Virginia is well known as an area steeped in Civil War history, an abundant supply of interesting places to visit and southern finery. However, Virginia has many other assets including early blooming periods, mild climate and rich soil systems. From the coastal regions to the mountains, the Virginian landscape is all inclusive. However, the ground begins to show signs of new life as early as March and April throughout the state. Generally the last frost can be expected as early as April. For this reason, Virginia is the home to many native plants that bloom early in the growing season adding color and texture to the landscape following the bleak winter.
Mertensia Virginica, also known as Virginia bluebells is a harbinger of spring. These perennials grow in small clusters with smooth gray-green foliage and trumpet shaped flowers. According to the Lady Bird Johnson Wildflower Center at The University of Texas, Virginia bluebell creates a spectacular show when grown in masses. In Virginia these flowers generally bloom March through June and adapt well to shade or partial shade conditions and moist soil.

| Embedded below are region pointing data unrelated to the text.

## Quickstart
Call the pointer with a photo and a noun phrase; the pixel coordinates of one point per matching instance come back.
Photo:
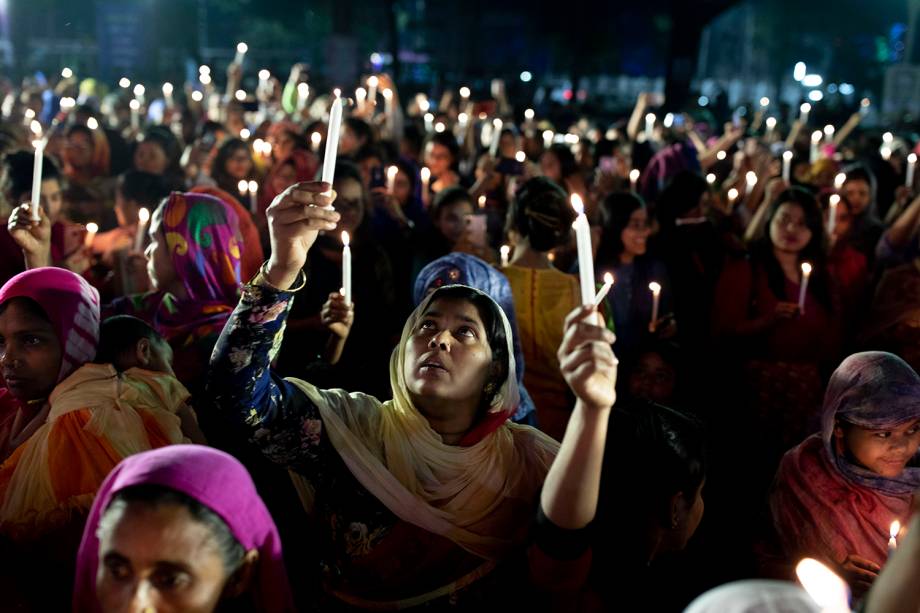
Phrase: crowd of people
(228, 385)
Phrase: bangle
(262, 279)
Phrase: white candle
(803, 288)
(649, 125)
(241, 49)
(346, 267)
(39, 144)
(253, 197)
(634, 175)
(426, 181)
(655, 288)
(832, 215)
(585, 252)
(893, 541)
(392, 171)
(787, 166)
(803, 113)
(332, 141)
(496, 137)
(91, 229)
(143, 216)
(602, 293)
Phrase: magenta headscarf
(216, 480)
(70, 303)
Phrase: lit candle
(605, 288)
(649, 125)
(829, 591)
(911, 166)
(496, 137)
(332, 141)
(346, 267)
(893, 541)
(787, 166)
(803, 113)
(655, 288)
(585, 252)
(91, 229)
(832, 215)
(803, 288)
(253, 197)
(241, 49)
(39, 145)
(143, 216)
(392, 171)
(750, 179)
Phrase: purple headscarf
(216, 480)
(874, 390)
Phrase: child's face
(884, 452)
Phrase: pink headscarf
(70, 303)
(216, 480)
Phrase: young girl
(837, 494)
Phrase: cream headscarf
(482, 496)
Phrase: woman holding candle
(539, 220)
(421, 499)
(836, 494)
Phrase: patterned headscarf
(465, 269)
(217, 481)
(875, 390)
(70, 303)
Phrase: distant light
(812, 80)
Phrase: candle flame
(577, 204)
(827, 589)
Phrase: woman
(232, 164)
(779, 347)
(419, 497)
(464, 269)
(837, 493)
(193, 261)
(623, 252)
(180, 528)
(539, 220)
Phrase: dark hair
(567, 164)
(142, 187)
(225, 151)
(448, 197)
(18, 173)
(119, 334)
(540, 212)
(491, 320)
(616, 209)
(815, 252)
(152, 495)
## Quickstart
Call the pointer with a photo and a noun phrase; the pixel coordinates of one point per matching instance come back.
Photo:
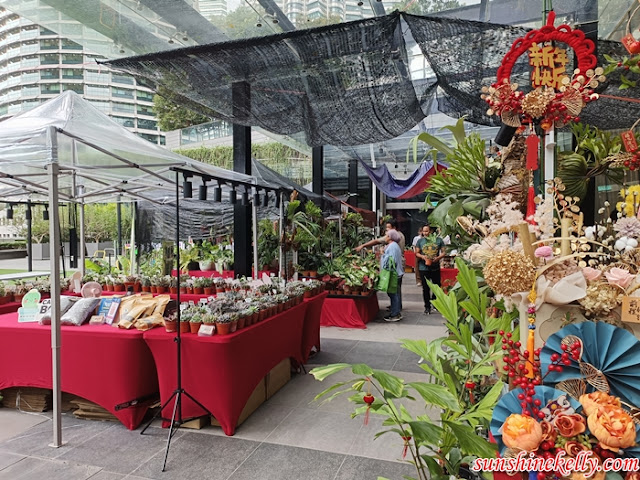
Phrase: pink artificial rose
(591, 274)
(545, 252)
(619, 276)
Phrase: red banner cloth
(349, 312)
(311, 327)
(222, 371)
(100, 363)
(410, 258)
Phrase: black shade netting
(349, 84)
(346, 84)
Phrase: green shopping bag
(388, 281)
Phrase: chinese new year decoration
(557, 98)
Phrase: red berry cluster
(634, 162)
(517, 368)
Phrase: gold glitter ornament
(535, 102)
(509, 272)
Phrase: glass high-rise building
(37, 64)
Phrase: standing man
(390, 225)
(429, 251)
(413, 245)
(393, 252)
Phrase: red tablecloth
(448, 278)
(410, 258)
(222, 371)
(311, 328)
(349, 312)
(100, 363)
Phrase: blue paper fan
(612, 350)
(509, 404)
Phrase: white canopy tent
(67, 150)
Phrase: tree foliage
(172, 116)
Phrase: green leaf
(458, 130)
(425, 432)
(470, 442)
(361, 369)
(320, 373)
(434, 394)
(389, 383)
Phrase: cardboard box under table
(100, 363)
(222, 371)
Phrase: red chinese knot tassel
(533, 145)
(368, 399)
(406, 446)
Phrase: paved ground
(289, 437)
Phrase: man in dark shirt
(429, 251)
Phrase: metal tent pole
(54, 252)
(254, 216)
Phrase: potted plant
(173, 285)
(171, 322)
(195, 321)
(145, 283)
(223, 323)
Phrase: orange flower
(591, 401)
(570, 425)
(613, 427)
(549, 433)
(573, 448)
(522, 432)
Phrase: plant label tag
(627, 40)
(206, 330)
(631, 309)
(629, 141)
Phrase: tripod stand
(176, 417)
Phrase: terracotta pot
(223, 328)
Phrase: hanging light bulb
(187, 188)
(217, 193)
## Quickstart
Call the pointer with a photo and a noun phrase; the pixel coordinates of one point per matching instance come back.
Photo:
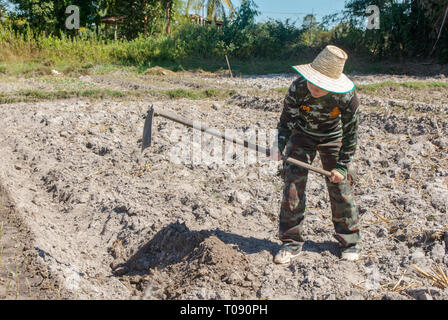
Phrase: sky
(295, 9)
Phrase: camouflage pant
(344, 212)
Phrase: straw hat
(326, 71)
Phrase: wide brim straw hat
(326, 71)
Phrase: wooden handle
(200, 126)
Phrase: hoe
(147, 137)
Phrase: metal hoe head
(147, 129)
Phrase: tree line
(409, 29)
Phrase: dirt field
(85, 215)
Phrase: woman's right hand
(275, 154)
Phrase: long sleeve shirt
(329, 116)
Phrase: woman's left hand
(336, 176)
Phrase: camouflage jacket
(329, 116)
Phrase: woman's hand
(336, 176)
(275, 154)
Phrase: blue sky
(295, 9)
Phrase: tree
(309, 24)
(50, 16)
(215, 8)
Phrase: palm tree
(215, 8)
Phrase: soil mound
(186, 264)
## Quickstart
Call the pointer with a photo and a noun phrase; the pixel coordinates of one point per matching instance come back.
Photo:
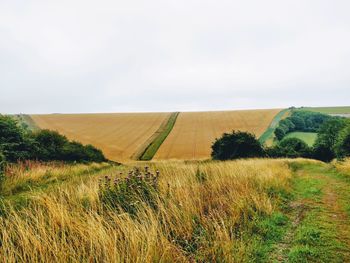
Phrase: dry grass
(194, 132)
(118, 135)
(203, 219)
(343, 166)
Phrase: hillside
(126, 135)
(118, 135)
(194, 132)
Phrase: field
(331, 110)
(308, 137)
(119, 135)
(194, 132)
(268, 137)
(236, 211)
(187, 135)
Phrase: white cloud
(95, 56)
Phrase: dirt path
(319, 229)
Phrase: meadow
(130, 136)
(205, 211)
(257, 210)
(308, 137)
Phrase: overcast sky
(160, 55)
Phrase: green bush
(342, 145)
(18, 144)
(236, 145)
(290, 148)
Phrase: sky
(76, 56)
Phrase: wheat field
(194, 132)
(118, 135)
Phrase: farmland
(119, 135)
(308, 137)
(194, 132)
(127, 136)
(330, 110)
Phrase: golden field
(118, 135)
(207, 212)
(194, 132)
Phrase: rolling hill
(122, 136)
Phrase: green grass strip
(26, 122)
(158, 138)
(269, 133)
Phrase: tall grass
(204, 212)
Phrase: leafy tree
(324, 148)
(342, 146)
(280, 133)
(290, 148)
(14, 143)
(236, 145)
(50, 144)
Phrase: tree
(342, 146)
(236, 145)
(280, 133)
(324, 148)
(14, 142)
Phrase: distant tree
(290, 148)
(324, 148)
(280, 133)
(236, 145)
(342, 145)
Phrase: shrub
(324, 148)
(342, 146)
(50, 144)
(131, 193)
(236, 145)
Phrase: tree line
(18, 143)
(333, 140)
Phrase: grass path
(151, 146)
(319, 229)
(268, 136)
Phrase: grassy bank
(330, 110)
(203, 212)
(158, 138)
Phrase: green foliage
(2, 167)
(14, 142)
(129, 194)
(162, 134)
(290, 148)
(324, 148)
(304, 121)
(236, 145)
(18, 144)
(342, 145)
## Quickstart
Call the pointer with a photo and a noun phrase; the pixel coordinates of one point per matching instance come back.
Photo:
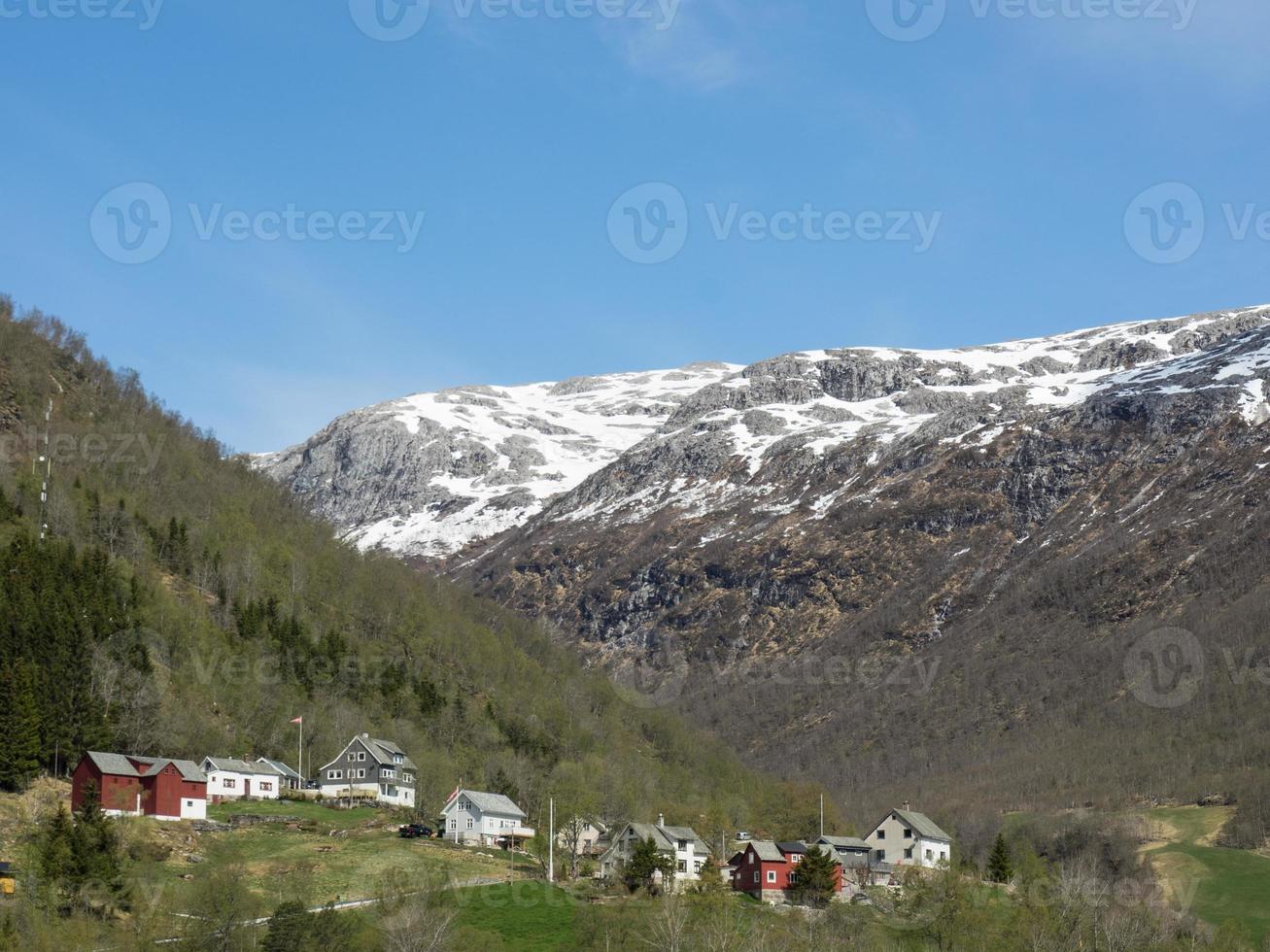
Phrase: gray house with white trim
(369, 769)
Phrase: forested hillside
(182, 604)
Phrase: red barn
(768, 869)
(143, 786)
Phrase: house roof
(921, 824)
(381, 750)
(230, 765)
(487, 802)
(120, 765)
(768, 851)
(844, 843)
(281, 768)
(665, 836)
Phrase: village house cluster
(377, 770)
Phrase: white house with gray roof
(909, 838)
(485, 819)
(687, 851)
(369, 769)
(228, 778)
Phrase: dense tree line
(185, 605)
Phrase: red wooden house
(143, 786)
(768, 871)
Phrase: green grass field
(533, 917)
(1221, 885)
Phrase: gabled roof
(281, 768)
(381, 750)
(665, 836)
(844, 843)
(921, 824)
(768, 851)
(485, 802)
(122, 765)
(386, 750)
(232, 765)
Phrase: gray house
(369, 769)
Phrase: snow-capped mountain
(432, 474)
(893, 562)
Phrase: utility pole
(48, 459)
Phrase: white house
(587, 831)
(290, 778)
(487, 819)
(369, 769)
(681, 843)
(228, 779)
(909, 838)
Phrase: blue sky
(1021, 140)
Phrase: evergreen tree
(19, 721)
(1001, 867)
(645, 862)
(290, 928)
(815, 878)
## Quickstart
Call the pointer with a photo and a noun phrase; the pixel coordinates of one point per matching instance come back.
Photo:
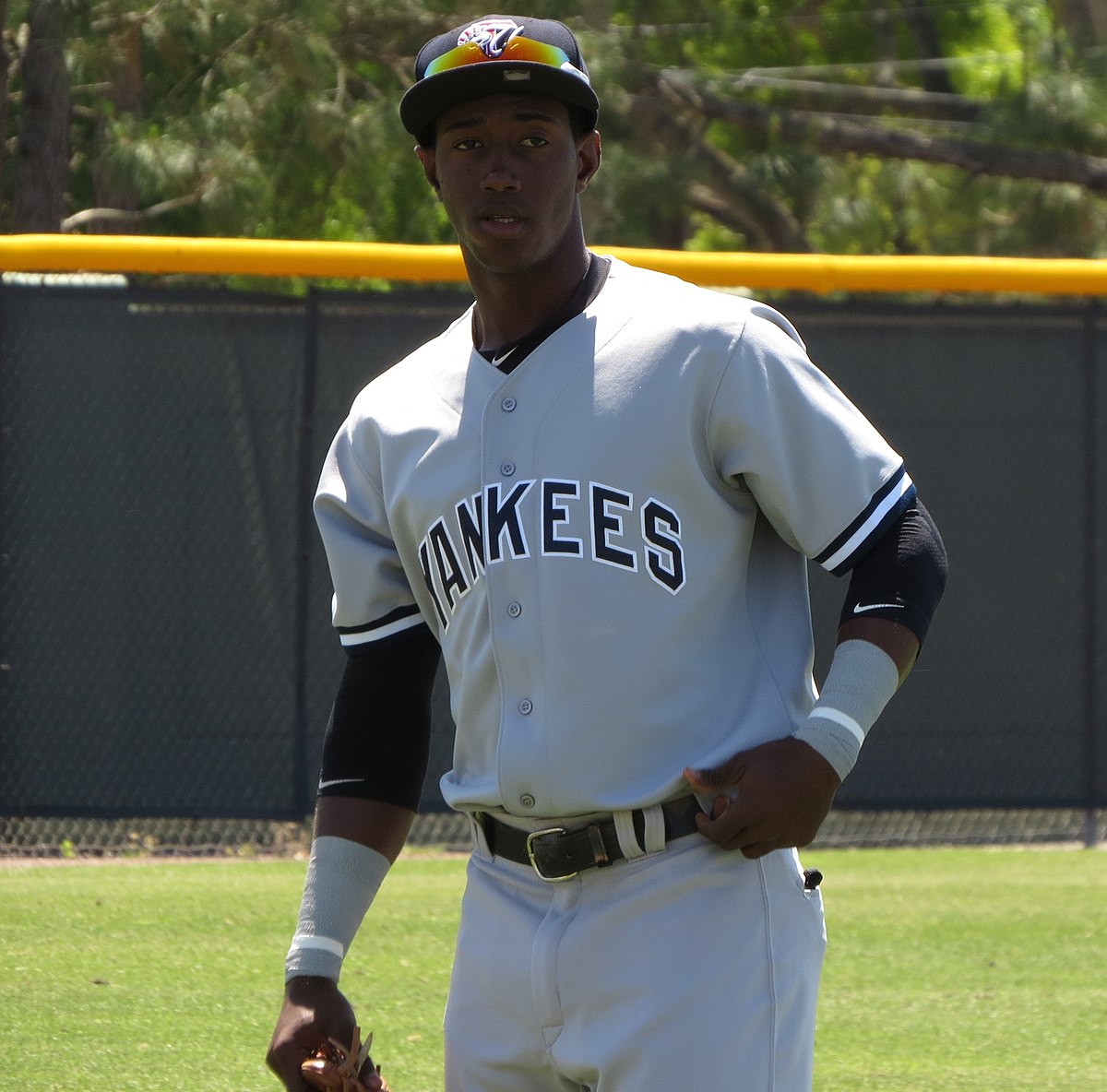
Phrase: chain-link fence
(166, 660)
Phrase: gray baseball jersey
(609, 542)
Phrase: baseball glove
(333, 1068)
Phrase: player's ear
(426, 157)
(589, 154)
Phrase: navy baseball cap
(494, 55)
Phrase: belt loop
(653, 837)
(482, 836)
(599, 849)
(628, 840)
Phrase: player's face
(508, 171)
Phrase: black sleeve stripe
(396, 621)
(887, 504)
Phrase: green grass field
(947, 969)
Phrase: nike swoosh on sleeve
(327, 785)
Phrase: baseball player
(595, 497)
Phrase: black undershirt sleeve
(902, 576)
(377, 741)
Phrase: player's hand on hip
(314, 1012)
(785, 789)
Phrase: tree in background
(873, 126)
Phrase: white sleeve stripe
(385, 631)
(839, 718)
(875, 518)
(321, 943)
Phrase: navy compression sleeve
(379, 737)
(902, 576)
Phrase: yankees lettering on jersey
(610, 542)
(592, 521)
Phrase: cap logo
(491, 34)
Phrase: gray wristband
(859, 683)
(343, 877)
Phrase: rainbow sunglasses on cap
(496, 54)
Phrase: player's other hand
(785, 789)
(314, 1012)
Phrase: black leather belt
(557, 853)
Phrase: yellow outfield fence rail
(159, 255)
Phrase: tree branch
(839, 136)
(119, 218)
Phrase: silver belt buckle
(534, 863)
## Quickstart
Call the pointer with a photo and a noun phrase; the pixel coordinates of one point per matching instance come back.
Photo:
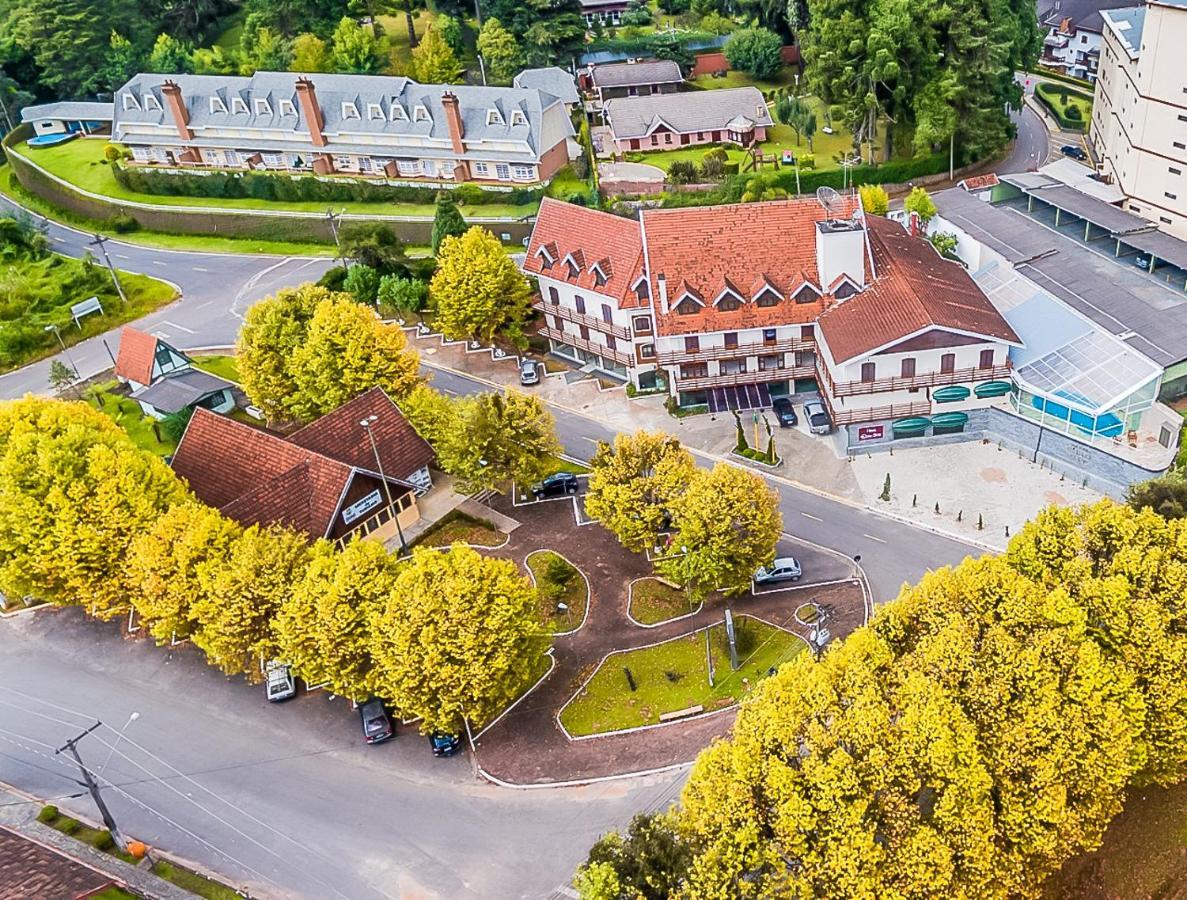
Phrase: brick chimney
(310, 111)
(454, 119)
(172, 93)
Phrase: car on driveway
(558, 485)
(818, 417)
(785, 412)
(529, 372)
(784, 569)
(378, 724)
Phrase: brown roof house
(328, 480)
(164, 381)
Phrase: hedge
(267, 185)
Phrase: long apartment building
(1140, 111)
(360, 125)
(728, 306)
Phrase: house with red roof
(355, 471)
(728, 306)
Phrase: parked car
(529, 372)
(279, 684)
(443, 743)
(784, 569)
(378, 724)
(818, 417)
(558, 485)
(785, 412)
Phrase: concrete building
(1138, 127)
(370, 126)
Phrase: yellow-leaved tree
(457, 639)
(74, 493)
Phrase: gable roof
(689, 112)
(915, 290)
(138, 352)
(592, 238)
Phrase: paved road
(216, 289)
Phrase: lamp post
(387, 489)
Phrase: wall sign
(361, 507)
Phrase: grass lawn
(671, 677)
(652, 601)
(457, 526)
(127, 414)
(219, 365)
(78, 162)
(557, 582)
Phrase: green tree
(500, 51)
(755, 51)
(634, 486)
(448, 221)
(457, 639)
(729, 523)
(477, 289)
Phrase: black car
(785, 412)
(443, 743)
(378, 726)
(563, 482)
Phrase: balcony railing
(581, 318)
(787, 344)
(605, 353)
(931, 379)
(744, 378)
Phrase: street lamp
(387, 489)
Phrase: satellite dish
(830, 200)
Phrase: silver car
(784, 569)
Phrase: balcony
(581, 318)
(605, 353)
(744, 378)
(788, 344)
(931, 379)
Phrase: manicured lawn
(219, 365)
(652, 601)
(672, 676)
(558, 581)
(80, 163)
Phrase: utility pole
(93, 787)
(101, 242)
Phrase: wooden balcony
(743, 378)
(581, 318)
(605, 353)
(931, 379)
(788, 344)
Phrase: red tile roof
(138, 352)
(259, 477)
(914, 289)
(705, 249)
(590, 236)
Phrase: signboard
(870, 432)
(361, 507)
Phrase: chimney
(172, 93)
(454, 119)
(310, 111)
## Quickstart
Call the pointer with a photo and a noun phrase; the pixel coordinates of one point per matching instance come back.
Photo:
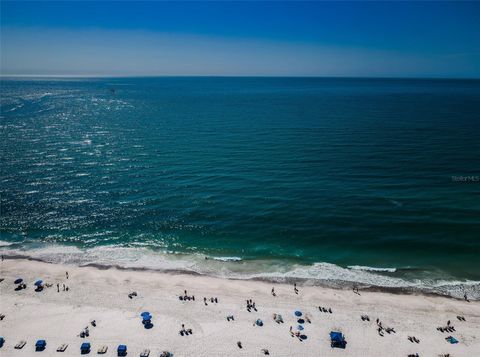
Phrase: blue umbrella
(147, 317)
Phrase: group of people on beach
(212, 300)
(185, 332)
(186, 297)
(251, 305)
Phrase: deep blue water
(344, 171)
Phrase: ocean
(331, 181)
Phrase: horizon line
(94, 76)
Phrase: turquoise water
(351, 172)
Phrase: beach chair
(451, 339)
(20, 345)
(337, 340)
(102, 350)
(145, 353)
(40, 345)
(122, 350)
(85, 348)
(62, 347)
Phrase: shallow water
(295, 171)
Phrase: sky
(225, 38)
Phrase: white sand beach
(102, 295)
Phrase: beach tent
(40, 345)
(122, 350)
(146, 318)
(337, 340)
(85, 348)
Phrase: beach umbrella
(147, 317)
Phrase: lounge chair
(337, 340)
(451, 339)
(62, 347)
(85, 348)
(20, 345)
(40, 345)
(122, 350)
(102, 350)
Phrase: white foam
(366, 268)
(235, 267)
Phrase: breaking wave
(321, 273)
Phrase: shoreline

Dicentra Spectabilis, commonly called Bleeding hearts, is a popular shade garden perennial. This Virginia native plant blooms from mid-spring to early summer. According to the University of Illinois Extension, bleeding hearts are well adapted to moist well drained soil. In addition, the web site asserts that old fashion bleeding hearts will go dormant during the summer months, causing the foliage to turn yellow and die back.
Anemonella thalictroides, Anemone, is another early spring plant that often blooms in March and April. These spring flowers feature oval shaped green leaves with small white or light pink petals that surround a yellow center. According to the University of Arkansas Division of Agriculture, the anemone blossom remains fresh and attractive for three weeks or more. “Because the showy parts of the flowers are sepals and not true petals, individual blossoms remain attractive for three weeks or longer, making them one of the longest blooming plants of the spring flora,” UADA states.
Cornus florida is a small flowering shrub or tree commonly referred to as the flowering dogwood. Dogwoods produce green colored oval leaves that often have wavy margins. According to Virginia Tech’s Department of Forest Resources and Environmental Conservation, dogwoods bloom in small clusters with white or light pink blossoms in mid-spring. Dogwoods will tolerate moist soil with periodic dry spells. And although the Dogwood prefers partial shade this flowing shrub will tolerate full sun.